Settling scores: AG Tish James gets some restitution for crypto victims



New York Attorney General Tish James announced this week that her office had reached a $2 billion settlement with a series of cryptocurrency firms that had jointly run an investment program known as Gemini Earn. The firms had apparently concealed more than a billion dollars in losses from investors, defrauding some 29,000 New Yorkers.

The settlement will bar the companies from continuing to operate in the state and create a victims’ fund that will provide some money back to investors after creditors are paid. Creditor groups are separately pursuing action against the firms in bankruptcy court.

Up until just a couple years ago, the aggressive marketing around some of these crypto schemes was that you couldn’t lose — they were the future, and you had better get on the train or get left behind. For a while, it really seemed to work, but we know now that it often seemed this way only because customers were being defrauded. The trick of any Ponzi scheme is that the returns look great, at first.

While it’s unfortunate that it was necessary, we applaud James for working to clean up the mess and get some restitution for those left holding the bag. It probably won’t make everyone whole, but in addition to undoing some of the damage, hopefully this settlement will act as one more in a series of warnings to these fraudulent financial firms that they won’t get away with these scams for long.

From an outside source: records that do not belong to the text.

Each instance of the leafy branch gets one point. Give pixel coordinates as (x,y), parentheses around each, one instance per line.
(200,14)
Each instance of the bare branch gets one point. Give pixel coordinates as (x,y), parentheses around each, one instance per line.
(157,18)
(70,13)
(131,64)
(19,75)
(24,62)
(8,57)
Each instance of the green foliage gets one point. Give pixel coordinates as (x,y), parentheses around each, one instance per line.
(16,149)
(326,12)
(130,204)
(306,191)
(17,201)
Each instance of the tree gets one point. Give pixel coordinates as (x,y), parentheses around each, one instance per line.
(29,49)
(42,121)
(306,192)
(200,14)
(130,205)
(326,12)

The people behind Gemini — including Zuckerberg-antagonists-turned-crypto-hucksters the Winklevoss twins — have only faced civil penalties, such as earlier settlements with the New York Department of Financial Services and SEC penalties. Others crypto boosters have had a much rougher go, most infamously the FTX boy wonder Sam Bankman-Fried, whose “aw shucks” schtick failed to convince a jury last year. He is now serving a 25-year federal sentence for having defrauded customers out of billions.

We won’t go so far as to say there’s something inherently terrible about crypto as a concept, but it sure is interesting that the most spectacular and wide-ranging cases of corporate malfeasance in recent memory seem to have disproportionately featured this particular technology. This is in part a reflection of its appeal to bad actors as a sort of currency-that’s-not-a-currency, but also a black mark on law enforcement and regulators, who allowed this to grow into a series of multi-billion-dollar scams basically unfettered until several burst.

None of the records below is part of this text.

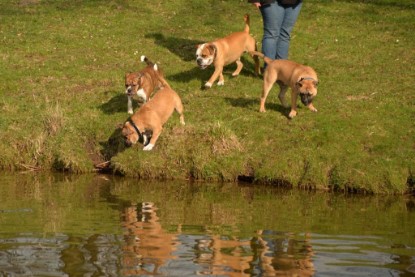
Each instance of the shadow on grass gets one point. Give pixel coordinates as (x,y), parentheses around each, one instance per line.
(254,102)
(110,148)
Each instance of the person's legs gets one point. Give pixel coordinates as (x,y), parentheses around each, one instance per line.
(273,16)
(290,17)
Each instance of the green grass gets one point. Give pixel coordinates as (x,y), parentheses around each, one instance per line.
(61,93)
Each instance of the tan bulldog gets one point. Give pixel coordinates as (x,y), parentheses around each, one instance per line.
(143,83)
(300,78)
(225,51)
(146,124)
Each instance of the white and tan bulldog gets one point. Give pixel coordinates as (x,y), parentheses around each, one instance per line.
(225,51)
(146,124)
(143,83)
(300,78)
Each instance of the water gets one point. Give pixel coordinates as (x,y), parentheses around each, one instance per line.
(60,225)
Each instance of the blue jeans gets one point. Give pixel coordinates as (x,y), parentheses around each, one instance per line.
(279,21)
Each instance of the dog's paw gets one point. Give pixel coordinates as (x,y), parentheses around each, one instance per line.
(292,114)
(149,147)
(208,85)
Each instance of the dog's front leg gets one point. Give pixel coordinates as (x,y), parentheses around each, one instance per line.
(311,107)
(239,66)
(267,86)
(154,137)
(281,95)
(216,74)
(130,105)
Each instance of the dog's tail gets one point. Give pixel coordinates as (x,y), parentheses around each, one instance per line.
(146,60)
(246,19)
(256,53)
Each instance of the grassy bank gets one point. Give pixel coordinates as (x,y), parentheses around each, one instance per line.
(61,93)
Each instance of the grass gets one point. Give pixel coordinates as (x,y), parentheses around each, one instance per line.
(61,93)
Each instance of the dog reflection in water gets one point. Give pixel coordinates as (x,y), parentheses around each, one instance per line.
(232,256)
(147,245)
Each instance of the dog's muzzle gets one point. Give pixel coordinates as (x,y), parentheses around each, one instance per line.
(201,64)
(129,91)
(306,98)
(127,142)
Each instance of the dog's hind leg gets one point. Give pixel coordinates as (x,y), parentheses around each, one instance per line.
(154,137)
(266,88)
(281,95)
(130,105)
(179,110)
(239,66)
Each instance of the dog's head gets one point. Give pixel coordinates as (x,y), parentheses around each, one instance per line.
(307,88)
(132,135)
(134,84)
(205,54)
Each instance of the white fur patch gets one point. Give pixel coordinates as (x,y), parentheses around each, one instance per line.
(199,49)
(142,94)
(145,139)
(149,147)
(130,105)
(127,89)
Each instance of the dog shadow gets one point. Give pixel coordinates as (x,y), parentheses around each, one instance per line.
(253,104)
(114,145)
(117,104)
(205,74)
(185,49)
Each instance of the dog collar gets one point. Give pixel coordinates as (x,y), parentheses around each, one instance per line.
(307,78)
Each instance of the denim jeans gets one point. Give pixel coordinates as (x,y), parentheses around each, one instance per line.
(279,21)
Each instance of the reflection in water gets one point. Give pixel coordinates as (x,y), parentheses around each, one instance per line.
(147,245)
(95,226)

Let’s not make that mistake again. Hopefully, the authorities will be watching the remaining crypto companies like hawks, and quicker on the draw when it comes to the use of the technology as well as other technologies that might be used to pull a fast one on consumers. Almost everyone can agree that innovation is, in principle, a good thing. But hanging on the coattails of the new are often people who see it as an opportunity to add a veneer of excitement and opportunity to what is just a scheme.

Individual retail investors and consumers absolutely can and should make sure to do their own research, especially when it comes to deciding how to invest large amounts of money, but ultimately it is the job of law enforcement and regulators to stop these catastrophes before they happen.